6. In the event of several transactions achieved on the same trading day, the holding to be considered for the purpose of acquitting the obligations shall be that emerging from the last transaction carried out.
7. Holdings which a party is the beneficial owner of must be placed in relation to the share capital for the calculation of the percentage.
8. If the disclosure obligation pursuant to Article 117 exists, said disclosure shall also have to contain:
a) indication of the shares which the obliged party is the beneficial holder broken down by category; as well as
b) the percentage represented out of total shares in the same category .
Article 119
(Manner of calculating potential holdings)
1. Those who hold potential holdings subject to purchase, directly or through nominees, trustees or subsidiary companies, shall inform the investee company and Consob where:
a) the threshold of 2% is exceeded;
b) the thresholds of 5%, 10%, 15%, 20%, 25%, 30%, 50% and 75% are reached or exceeded;
c) the potential holding subject to purchase falls below the thresholds specified in subparagraphs a) and b).

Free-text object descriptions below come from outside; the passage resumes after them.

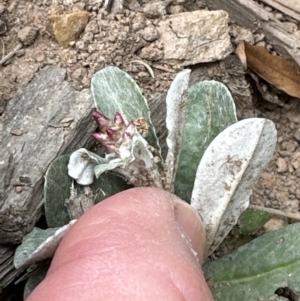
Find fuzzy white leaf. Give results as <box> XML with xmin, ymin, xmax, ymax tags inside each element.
<box><xmin>191</xmin><ymin>118</ymin><xmax>277</xmax><ymax>256</ymax></box>
<box><xmin>14</xmin><ymin>220</ymin><xmax>77</xmax><ymax>269</ymax></box>
<box><xmin>68</xmin><ymin>148</ymin><xmax>109</xmax><ymax>185</ymax></box>
<box><xmin>165</xmin><ymin>69</ymin><xmax>191</xmax><ymax>191</ymax></box>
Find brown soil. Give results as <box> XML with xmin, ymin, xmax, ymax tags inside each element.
<box><xmin>1</xmin><ymin>0</ymin><xmax>300</xmax><ymax>300</ymax></box>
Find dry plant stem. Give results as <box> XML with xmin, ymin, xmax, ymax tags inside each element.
<box><xmin>65</xmin><ymin>183</ymin><xmax>94</xmax><ymax>219</ymax></box>
<box><xmin>131</xmin><ymin>60</ymin><xmax>155</xmax><ymax>78</ymax></box>
<box><xmin>151</xmin><ymin>64</ymin><xmax>175</xmax><ymax>73</ymax></box>
<box><xmin>0</xmin><ymin>43</ymin><xmax>22</xmax><ymax>66</ymax></box>
<box><xmin>250</xmin><ymin>204</ymin><xmax>300</xmax><ymax>221</ymax></box>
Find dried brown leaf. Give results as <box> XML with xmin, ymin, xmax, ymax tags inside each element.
<box><xmin>238</xmin><ymin>41</ymin><xmax>300</xmax><ymax>98</ymax></box>
<box><xmin>235</xmin><ymin>42</ymin><xmax>247</xmax><ymax>69</ymax></box>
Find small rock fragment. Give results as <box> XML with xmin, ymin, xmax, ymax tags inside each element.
<box><xmin>144</xmin><ymin>1</ymin><xmax>167</xmax><ymax>18</ymax></box>
<box><xmin>128</xmin><ymin>0</ymin><xmax>141</xmax><ymax>10</ymax></box>
<box><xmin>140</xmin><ymin>26</ymin><xmax>159</xmax><ymax>42</ymax></box>
<box><xmin>263</xmin><ymin>217</ymin><xmax>287</xmax><ymax>232</ymax></box>
<box><xmin>167</xmin><ymin>5</ymin><xmax>184</xmax><ymax>14</ymax></box>
<box><xmin>72</xmin><ymin>67</ymin><xmax>87</xmax><ymax>81</ymax></box>
<box><xmin>48</xmin><ymin>11</ymin><xmax>89</xmax><ymax>48</ymax></box>
<box><xmin>85</xmin><ymin>19</ymin><xmax>99</xmax><ymax>34</ymax></box>
<box><xmin>276</xmin><ymin>157</ymin><xmax>288</xmax><ymax>173</ymax></box>
<box><xmin>0</xmin><ymin>19</ymin><xmax>6</xmax><ymax>35</ymax></box>
<box><xmin>15</xmin><ymin>49</ymin><xmax>25</xmax><ymax>57</ymax></box>
<box><xmin>132</xmin><ymin>15</ymin><xmax>146</xmax><ymax>32</ymax></box>
<box><xmin>139</xmin><ymin>44</ymin><xmax>163</xmax><ymax>61</ymax></box>
<box><xmin>292</xmin><ymin>129</ymin><xmax>300</xmax><ymax>144</ymax></box>
<box><xmin>18</xmin><ymin>27</ymin><xmax>38</xmax><ymax>46</ymax></box>
<box><xmin>33</xmin><ymin>50</ymin><xmax>46</xmax><ymax>62</ymax></box>
<box><xmin>0</xmin><ymin>4</ymin><xmax>8</xmax><ymax>35</ymax></box>
<box><xmin>15</xmin><ymin>186</ymin><xmax>22</xmax><ymax>193</ymax></box>
<box><xmin>10</xmin><ymin>128</ymin><xmax>23</xmax><ymax>136</ymax></box>
<box><xmin>60</xmin><ymin>49</ymin><xmax>78</xmax><ymax>65</ymax></box>
<box><xmin>75</xmin><ymin>40</ymin><xmax>85</xmax><ymax>50</ymax></box>
<box><xmin>291</xmin><ymin>152</ymin><xmax>300</xmax><ymax>170</ymax></box>
<box><xmin>282</xmin><ymin>21</ymin><xmax>298</xmax><ymax>33</ymax></box>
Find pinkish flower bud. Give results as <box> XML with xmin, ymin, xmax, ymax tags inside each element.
<box><xmin>93</xmin><ymin>132</ymin><xmax>108</xmax><ymax>142</ymax></box>
<box><xmin>104</xmin><ymin>142</ymin><xmax>119</xmax><ymax>154</ymax></box>
<box><xmin>114</xmin><ymin>112</ymin><xmax>124</xmax><ymax>125</ymax></box>
<box><xmin>122</xmin><ymin>131</ymin><xmax>131</xmax><ymax>143</ymax></box>
<box><xmin>106</xmin><ymin>128</ymin><xmax>117</xmax><ymax>139</ymax></box>
<box><xmin>125</xmin><ymin>121</ymin><xmax>135</xmax><ymax>136</ymax></box>
<box><xmin>93</xmin><ymin>110</ymin><xmax>110</xmax><ymax>128</ymax></box>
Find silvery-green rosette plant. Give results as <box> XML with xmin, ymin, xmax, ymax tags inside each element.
<box><xmin>14</xmin><ymin>67</ymin><xmax>300</xmax><ymax>301</ymax></box>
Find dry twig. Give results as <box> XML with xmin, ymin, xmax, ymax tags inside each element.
<box><xmin>131</xmin><ymin>60</ymin><xmax>155</xmax><ymax>78</ymax></box>
<box><xmin>250</xmin><ymin>204</ymin><xmax>300</xmax><ymax>221</ymax></box>
<box><xmin>0</xmin><ymin>43</ymin><xmax>22</xmax><ymax>66</ymax></box>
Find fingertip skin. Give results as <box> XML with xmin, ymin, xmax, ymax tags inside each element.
<box><xmin>27</xmin><ymin>188</ymin><xmax>214</xmax><ymax>301</ymax></box>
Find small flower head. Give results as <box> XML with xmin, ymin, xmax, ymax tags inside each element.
<box><xmin>104</xmin><ymin>142</ymin><xmax>119</xmax><ymax>154</ymax></box>
<box><xmin>106</xmin><ymin>128</ymin><xmax>117</xmax><ymax>139</ymax></box>
<box><xmin>114</xmin><ymin>112</ymin><xmax>125</xmax><ymax>126</ymax></box>
<box><xmin>93</xmin><ymin>132</ymin><xmax>108</xmax><ymax>142</ymax></box>
<box><xmin>93</xmin><ymin>110</ymin><xmax>110</xmax><ymax>128</ymax></box>
<box><xmin>93</xmin><ymin>110</ymin><xmax>136</xmax><ymax>155</ymax></box>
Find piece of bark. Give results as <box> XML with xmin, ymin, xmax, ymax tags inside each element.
<box><xmin>259</xmin><ymin>0</ymin><xmax>300</xmax><ymax>21</ymax></box>
<box><xmin>0</xmin><ymin>65</ymin><xmax>94</xmax><ymax>244</ymax></box>
<box><xmin>206</xmin><ymin>0</ymin><xmax>300</xmax><ymax>65</ymax></box>
<box><xmin>0</xmin><ymin>245</ymin><xmax>22</xmax><ymax>293</ymax></box>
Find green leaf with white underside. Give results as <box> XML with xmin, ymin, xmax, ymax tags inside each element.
<box><xmin>46</xmin><ymin>154</ymin><xmax>130</xmax><ymax>228</ymax></box>
<box><xmin>203</xmin><ymin>223</ymin><xmax>300</xmax><ymax>301</ymax></box>
<box><xmin>14</xmin><ymin>221</ymin><xmax>76</xmax><ymax>269</ymax></box>
<box><xmin>91</xmin><ymin>66</ymin><xmax>161</xmax><ymax>159</ymax></box>
<box><xmin>165</xmin><ymin>69</ymin><xmax>191</xmax><ymax>192</ymax></box>
<box><xmin>175</xmin><ymin>81</ymin><xmax>237</xmax><ymax>202</ymax></box>
<box><xmin>191</xmin><ymin>118</ymin><xmax>277</xmax><ymax>256</ymax></box>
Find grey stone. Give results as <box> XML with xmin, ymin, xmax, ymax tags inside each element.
<box><xmin>140</xmin><ymin>26</ymin><xmax>159</xmax><ymax>42</ymax></box>
<box><xmin>156</xmin><ymin>10</ymin><xmax>232</xmax><ymax>66</ymax></box>
<box><xmin>18</xmin><ymin>26</ymin><xmax>38</xmax><ymax>46</ymax></box>
<box><xmin>0</xmin><ymin>65</ymin><xmax>94</xmax><ymax>244</ymax></box>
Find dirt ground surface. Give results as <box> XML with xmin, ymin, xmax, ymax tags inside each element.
<box><xmin>1</xmin><ymin>0</ymin><xmax>300</xmax><ymax>300</ymax></box>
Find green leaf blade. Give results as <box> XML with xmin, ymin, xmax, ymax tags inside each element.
<box><xmin>204</xmin><ymin>223</ymin><xmax>300</xmax><ymax>301</ymax></box>
<box><xmin>91</xmin><ymin>66</ymin><xmax>161</xmax><ymax>158</ymax></box>
<box><xmin>14</xmin><ymin>226</ymin><xmax>61</xmax><ymax>269</ymax></box>
<box><xmin>44</xmin><ymin>155</ymin><xmax>72</xmax><ymax>228</ymax></box>
<box><xmin>238</xmin><ymin>208</ymin><xmax>271</xmax><ymax>235</ymax></box>
<box><xmin>46</xmin><ymin>154</ymin><xmax>131</xmax><ymax>228</ymax></box>
<box><xmin>175</xmin><ymin>81</ymin><xmax>237</xmax><ymax>202</ymax></box>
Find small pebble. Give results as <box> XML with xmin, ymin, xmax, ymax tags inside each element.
<box><xmin>143</xmin><ymin>1</ymin><xmax>167</xmax><ymax>18</ymax></box>
<box><xmin>10</xmin><ymin>128</ymin><xmax>23</xmax><ymax>136</ymax></box>
<box><xmin>264</xmin><ymin>6</ymin><xmax>273</xmax><ymax>12</ymax></box>
<box><xmin>274</xmin><ymin>12</ymin><xmax>284</xmax><ymax>21</ymax></box>
<box><xmin>15</xmin><ymin>186</ymin><xmax>22</xmax><ymax>193</ymax></box>
<box><xmin>18</xmin><ymin>26</ymin><xmax>38</xmax><ymax>46</ymax></box>
<box><xmin>276</xmin><ymin>157</ymin><xmax>288</xmax><ymax>173</ymax></box>
<box><xmin>140</xmin><ymin>26</ymin><xmax>159</xmax><ymax>42</ymax></box>
<box><xmin>292</xmin><ymin>130</ymin><xmax>300</xmax><ymax>144</ymax></box>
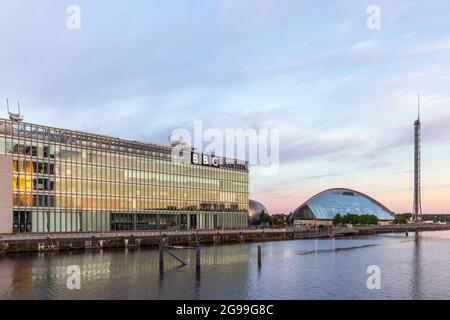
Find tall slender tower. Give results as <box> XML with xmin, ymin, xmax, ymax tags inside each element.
<box><xmin>413</xmin><ymin>94</ymin><xmax>422</xmax><ymax>223</ymax></box>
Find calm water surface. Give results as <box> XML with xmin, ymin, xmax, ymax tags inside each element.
<box><xmin>1</xmin><ymin>230</ymin><xmax>450</xmax><ymax>299</ymax></box>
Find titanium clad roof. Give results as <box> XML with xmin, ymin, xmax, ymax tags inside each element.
<box><xmin>248</xmin><ymin>200</ymin><xmax>269</xmax><ymax>225</ymax></box>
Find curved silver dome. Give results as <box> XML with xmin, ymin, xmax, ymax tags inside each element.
<box><xmin>249</xmin><ymin>200</ymin><xmax>269</xmax><ymax>225</ymax></box>
<box><xmin>289</xmin><ymin>188</ymin><xmax>395</xmax><ymax>222</ymax></box>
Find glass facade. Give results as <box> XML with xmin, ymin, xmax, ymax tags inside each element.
<box><xmin>0</xmin><ymin>119</ymin><xmax>249</xmax><ymax>233</ymax></box>
<box><xmin>290</xmin><ymin>188</ymin><xmax>395</xmax><ymax>221</ymax></box>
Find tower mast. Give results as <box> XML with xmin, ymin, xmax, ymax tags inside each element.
<box><xmin>413</xmin><ymin>94</ymin><xmax>422</xmax><ymax>223</ymax></box>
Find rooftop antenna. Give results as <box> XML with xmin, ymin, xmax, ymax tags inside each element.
<box><xmin>7</xmin><ymin>99</ymin><xmax>24</xmax><ymax>122</ymax></box>
<box><xmin>417</xmin><ymin>93</ymin><xmax>420</xmax><ymax>121</ymax></box>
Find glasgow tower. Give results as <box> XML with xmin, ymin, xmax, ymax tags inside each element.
<box><xmin>413</xmin><ymin>94</ymin><xmax>422</xmax><ymax>223</ymax></box>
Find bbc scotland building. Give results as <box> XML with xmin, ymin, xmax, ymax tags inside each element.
<box><xmin>0</xmin><ymin>117</ymin><xmax>249</xmax><ymax>234</ymax></box>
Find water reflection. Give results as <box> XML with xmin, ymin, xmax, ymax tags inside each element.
<box><xmin>411</xmin><ymin>232</ymin><xmax>422</xmax><ymax>299</ymax></box>
<box><xmin>1</xmin><ymin>231</ymin><xmax>450</xmax><ymax>299</ymax></box>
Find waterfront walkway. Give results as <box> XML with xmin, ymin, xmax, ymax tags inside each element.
<box><xmin>1</xmin><ymin>223</ymin><xmax>449</xmax><ymax>254</ymax></box>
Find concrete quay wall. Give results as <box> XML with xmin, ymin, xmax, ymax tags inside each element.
<box><xmin>1</xmin><ymin>224</ymin><xmax>450</xmax><ymax>254</ymax></box>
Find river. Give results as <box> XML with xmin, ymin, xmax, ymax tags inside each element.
<box><xmin>1</xmin><ymin>230</ymin><xmax>450</xmax><ymax>299</ymax></box>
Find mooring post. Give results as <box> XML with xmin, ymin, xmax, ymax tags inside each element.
<box><xmin>257</xmin><ymin>245</ymin><xmax>262</xmax><ymax>267</ymax></box>
<box><xmin>159</xmin><ymin>238</ymin><xmax>165</xmax><ymax>271</ymax></box>
<box><xmin>195</xmin><ymin>241</ymin><xmax>201</xmax><ymax>272</ymax></box>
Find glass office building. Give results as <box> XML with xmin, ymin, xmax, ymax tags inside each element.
<box><xmin>0</xmin><ymin>118</ymin><xmax>249</xmax><ymax>233</ymax></box>
<box><xmin>289</xmin><ymin>188</ymin><xmax>395</xmax><ymax>225</ymax></box>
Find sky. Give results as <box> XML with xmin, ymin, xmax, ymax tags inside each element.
<box><xmin>1</xmin><ymin>1</ymin><xmax>450</xmax><ymax>214</ymax></box>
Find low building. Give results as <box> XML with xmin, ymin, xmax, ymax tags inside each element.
<box><xmin>288</xmin><ymin>188</ymin><xmax>395</xmax><ymax>226</ymax></box>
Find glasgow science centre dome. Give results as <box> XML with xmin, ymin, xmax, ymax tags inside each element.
<box><xmin>288</xmin><ymin>188</ymin><xmax>395</xmax><ymax>225</ymax></box>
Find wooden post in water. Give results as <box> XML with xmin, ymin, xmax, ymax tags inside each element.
<box><xmin>159</xmin><ymin>238</ymin><xmax>165</xmax><ymax>272</ymax></box>
<box><xmin>257</xmin><ymin>245</ymin><xmax>262</xmax><ymax>267</ymax></box>
<box><xmin>195</xmin><ymin>241</ymin><xmax>201</xmax><ymax>272</ymax></box>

2. Those who hold an effective holding or potential holding subject to purchase greater than 2%, shall inform the investee company and Consob of the holding of potential holdings subject to sale, directly or via a third party, trustee or subsidiary company, when the underlying shares:
a) exceed the threshold of 2%;
b) reach or exceed the thresholds of 5%, 10%, 15%, 20%, 25%, 30%, 50% and 75%;
c) fall below the thresholds indicated in subparagraphs a) and b).
3. The matters envisaged by Articles 117, paragraph 2, and 118, paragraphs 6, 7 and 8 shall apply.
4. For the purpose of the calculation of the potential holdings, the shares underlying the financial instruments which assign the purchase option shall be calculated separately from those underlying the financial instruments which allocate the right to sell.
5. Shares that may be acquired by exercising conversion rights or warrants shall be included in the calculation for the purposes of paragraph 1 only if the acquisition can be made within sixty days.
6. For the purpose of the disclosure obligations pursuant to paragraph 1, the holdings held in accordance with Article 117 are not reckoned.